Sampling

Spatial subunit sampling used to partition large or 3D samples into cubes for subunit-level statistics.

class phenocoder.sampling.SpatialSubunitSampler(adata, dim_subunit, min_obs, spatial_key, verbose=False)[source]

Bases: object

Parameters:
  • adata (ad.AnnData)

  • dim_subunit (tuple[int])

  • min_obs (int)

  • spatial_key (str)

  • verbose (bool)

partition()[source]

Partition the observations into a uniform grid of cubic spatial subunits.

Divides the bounding box of the spatial coordinates (adata.obsm[spatial_key]) into cubes of edge length dim_subunit and assigns each observation to the cube it falls in.
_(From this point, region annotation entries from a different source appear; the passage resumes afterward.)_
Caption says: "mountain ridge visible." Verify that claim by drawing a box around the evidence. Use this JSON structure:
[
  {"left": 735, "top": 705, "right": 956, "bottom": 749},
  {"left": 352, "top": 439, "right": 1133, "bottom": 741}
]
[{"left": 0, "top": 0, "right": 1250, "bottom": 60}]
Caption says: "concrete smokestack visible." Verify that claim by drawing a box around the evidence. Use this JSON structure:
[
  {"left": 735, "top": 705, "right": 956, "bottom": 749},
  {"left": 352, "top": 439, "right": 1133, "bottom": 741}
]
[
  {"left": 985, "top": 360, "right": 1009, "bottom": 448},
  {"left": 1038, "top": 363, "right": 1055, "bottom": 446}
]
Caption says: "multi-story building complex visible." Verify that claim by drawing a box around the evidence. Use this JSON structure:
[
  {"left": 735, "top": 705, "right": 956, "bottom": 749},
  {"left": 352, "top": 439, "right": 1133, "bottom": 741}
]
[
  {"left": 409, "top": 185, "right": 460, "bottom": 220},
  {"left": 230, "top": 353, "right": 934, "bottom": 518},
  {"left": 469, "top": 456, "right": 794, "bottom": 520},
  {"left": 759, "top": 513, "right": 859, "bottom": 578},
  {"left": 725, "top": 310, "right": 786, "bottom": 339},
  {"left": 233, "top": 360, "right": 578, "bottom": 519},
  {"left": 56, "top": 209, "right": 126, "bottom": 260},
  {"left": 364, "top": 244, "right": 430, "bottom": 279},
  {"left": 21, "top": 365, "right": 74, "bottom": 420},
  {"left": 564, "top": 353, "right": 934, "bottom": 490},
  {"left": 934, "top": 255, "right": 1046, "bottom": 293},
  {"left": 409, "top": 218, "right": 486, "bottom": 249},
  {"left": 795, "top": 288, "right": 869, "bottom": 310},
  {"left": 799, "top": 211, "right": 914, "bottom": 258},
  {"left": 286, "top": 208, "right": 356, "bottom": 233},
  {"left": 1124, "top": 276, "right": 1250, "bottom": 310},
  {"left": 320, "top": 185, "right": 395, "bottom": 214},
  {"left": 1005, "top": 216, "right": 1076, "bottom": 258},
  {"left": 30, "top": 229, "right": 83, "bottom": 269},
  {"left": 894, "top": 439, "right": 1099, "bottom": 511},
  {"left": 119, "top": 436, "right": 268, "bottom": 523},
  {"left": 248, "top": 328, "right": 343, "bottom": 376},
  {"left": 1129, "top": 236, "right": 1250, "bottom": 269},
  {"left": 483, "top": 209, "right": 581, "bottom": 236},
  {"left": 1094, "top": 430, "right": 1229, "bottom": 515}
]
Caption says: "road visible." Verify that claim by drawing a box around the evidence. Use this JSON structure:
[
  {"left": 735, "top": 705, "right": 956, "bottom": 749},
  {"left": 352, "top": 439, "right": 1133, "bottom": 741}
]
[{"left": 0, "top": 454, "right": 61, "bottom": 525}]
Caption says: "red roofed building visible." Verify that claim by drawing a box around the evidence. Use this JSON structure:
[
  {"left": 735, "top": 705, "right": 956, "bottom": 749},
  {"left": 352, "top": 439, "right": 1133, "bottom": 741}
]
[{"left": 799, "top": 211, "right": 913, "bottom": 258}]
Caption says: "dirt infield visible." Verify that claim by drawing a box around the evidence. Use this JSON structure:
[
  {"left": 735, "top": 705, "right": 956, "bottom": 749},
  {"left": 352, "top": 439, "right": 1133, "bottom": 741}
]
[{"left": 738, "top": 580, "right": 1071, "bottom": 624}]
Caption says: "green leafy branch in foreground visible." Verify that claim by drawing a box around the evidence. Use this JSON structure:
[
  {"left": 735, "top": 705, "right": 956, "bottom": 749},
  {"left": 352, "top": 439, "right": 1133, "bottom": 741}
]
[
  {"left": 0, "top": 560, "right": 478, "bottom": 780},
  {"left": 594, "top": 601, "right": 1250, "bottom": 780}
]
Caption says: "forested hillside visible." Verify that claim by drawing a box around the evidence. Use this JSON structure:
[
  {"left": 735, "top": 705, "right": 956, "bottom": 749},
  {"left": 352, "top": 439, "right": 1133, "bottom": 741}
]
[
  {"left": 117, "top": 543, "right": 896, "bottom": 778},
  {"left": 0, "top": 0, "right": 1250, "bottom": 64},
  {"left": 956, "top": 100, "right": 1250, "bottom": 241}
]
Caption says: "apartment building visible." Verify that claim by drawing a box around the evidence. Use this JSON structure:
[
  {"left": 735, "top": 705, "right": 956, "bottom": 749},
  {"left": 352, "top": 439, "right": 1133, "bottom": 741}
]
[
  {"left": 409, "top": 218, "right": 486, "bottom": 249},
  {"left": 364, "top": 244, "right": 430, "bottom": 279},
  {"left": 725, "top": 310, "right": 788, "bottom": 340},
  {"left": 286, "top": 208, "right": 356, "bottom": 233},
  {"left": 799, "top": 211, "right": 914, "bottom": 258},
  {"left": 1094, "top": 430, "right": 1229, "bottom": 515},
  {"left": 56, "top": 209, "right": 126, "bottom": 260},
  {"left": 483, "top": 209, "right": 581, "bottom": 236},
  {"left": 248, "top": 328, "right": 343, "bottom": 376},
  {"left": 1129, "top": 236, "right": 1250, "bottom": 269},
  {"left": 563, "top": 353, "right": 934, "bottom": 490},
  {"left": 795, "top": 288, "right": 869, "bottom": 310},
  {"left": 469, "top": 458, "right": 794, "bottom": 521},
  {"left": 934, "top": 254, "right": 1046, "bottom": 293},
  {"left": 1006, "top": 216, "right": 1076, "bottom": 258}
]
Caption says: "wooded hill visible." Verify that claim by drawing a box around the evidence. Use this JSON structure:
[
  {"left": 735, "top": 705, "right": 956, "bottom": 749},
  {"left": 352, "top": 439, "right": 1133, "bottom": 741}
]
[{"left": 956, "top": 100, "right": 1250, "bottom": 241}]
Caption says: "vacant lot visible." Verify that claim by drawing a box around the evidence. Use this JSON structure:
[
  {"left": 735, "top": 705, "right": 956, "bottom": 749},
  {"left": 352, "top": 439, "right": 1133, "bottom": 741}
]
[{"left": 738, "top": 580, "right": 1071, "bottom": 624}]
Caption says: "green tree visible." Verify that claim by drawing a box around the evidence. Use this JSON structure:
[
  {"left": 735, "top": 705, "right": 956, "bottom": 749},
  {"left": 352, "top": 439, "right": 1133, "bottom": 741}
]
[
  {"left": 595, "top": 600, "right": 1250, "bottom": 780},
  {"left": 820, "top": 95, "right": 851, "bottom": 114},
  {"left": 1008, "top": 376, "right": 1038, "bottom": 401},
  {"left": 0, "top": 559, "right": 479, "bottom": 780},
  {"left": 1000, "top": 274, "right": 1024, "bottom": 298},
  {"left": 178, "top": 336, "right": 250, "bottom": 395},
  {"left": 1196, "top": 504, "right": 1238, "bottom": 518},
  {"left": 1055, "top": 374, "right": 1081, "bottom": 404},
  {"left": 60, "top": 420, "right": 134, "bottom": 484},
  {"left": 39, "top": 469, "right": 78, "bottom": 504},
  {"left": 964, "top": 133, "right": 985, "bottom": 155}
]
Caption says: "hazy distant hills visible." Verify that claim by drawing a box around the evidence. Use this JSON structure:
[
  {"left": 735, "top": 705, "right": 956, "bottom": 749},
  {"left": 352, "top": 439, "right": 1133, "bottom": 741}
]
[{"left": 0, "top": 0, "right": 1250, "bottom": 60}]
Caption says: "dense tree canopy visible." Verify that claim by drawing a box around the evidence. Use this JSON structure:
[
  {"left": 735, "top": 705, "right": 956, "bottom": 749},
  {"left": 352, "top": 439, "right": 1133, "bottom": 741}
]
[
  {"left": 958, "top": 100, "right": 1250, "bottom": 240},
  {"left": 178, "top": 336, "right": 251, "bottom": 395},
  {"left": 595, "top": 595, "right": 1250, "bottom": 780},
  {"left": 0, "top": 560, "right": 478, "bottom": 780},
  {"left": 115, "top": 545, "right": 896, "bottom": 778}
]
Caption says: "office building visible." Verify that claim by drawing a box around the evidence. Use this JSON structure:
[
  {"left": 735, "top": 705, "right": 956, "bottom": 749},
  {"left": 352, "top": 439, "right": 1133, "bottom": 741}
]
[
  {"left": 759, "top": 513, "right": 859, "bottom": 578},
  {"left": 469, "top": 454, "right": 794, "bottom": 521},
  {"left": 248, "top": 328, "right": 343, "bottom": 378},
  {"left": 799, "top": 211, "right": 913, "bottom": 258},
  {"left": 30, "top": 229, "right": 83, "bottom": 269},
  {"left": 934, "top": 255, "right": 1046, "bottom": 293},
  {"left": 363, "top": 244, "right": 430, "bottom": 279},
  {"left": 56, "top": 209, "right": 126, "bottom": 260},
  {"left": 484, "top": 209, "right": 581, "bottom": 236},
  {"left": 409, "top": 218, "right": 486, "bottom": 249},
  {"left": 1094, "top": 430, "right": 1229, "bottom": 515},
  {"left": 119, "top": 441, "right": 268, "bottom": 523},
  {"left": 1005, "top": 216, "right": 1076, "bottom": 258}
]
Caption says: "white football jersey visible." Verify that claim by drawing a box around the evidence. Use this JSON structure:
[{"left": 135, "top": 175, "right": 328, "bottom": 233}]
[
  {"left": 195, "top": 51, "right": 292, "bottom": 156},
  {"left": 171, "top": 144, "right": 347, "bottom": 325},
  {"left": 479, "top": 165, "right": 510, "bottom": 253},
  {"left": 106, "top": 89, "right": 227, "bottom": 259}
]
The result is stored on self.subunits as a dict keyed by the integer grid index of each cube, where each value holds the member observation indices, their spatial coordinates, a bounding box and an integer subunit id.

Returns:

None

Return type:

None

filter()[source]

Filter subunits based on minimum number of observations.

Drops any subunit with fewer than self.min_obs observations (the threshold set at construction).

Returns:

None

Return type:

None

sample(max_obs)[source]

Sample observations within each subunit based on max_obs threshold.

Randomly subsamples observations in subunits that exceed the max_obs threshold. Subunits with fewer observations than max_obs are left unchanged.

Parameters:

max_obs (int) – Maximum number of observations per subunit. Subunits exceeding this threshold will be randomly subsampled to this size.

Returns:

None

Return type:

None

to_df()[source]

Build a per-observation table mapping each object to its spatial subunit.

Flattens self.subunits into one row per observation, with the subunit assignment as a column and the observation index as the (string) index.

Returns:

One row per observation, with a subunit_id column and

the observation index (obs_index) as the DataFrame index.

Return type:

pd.DataFrame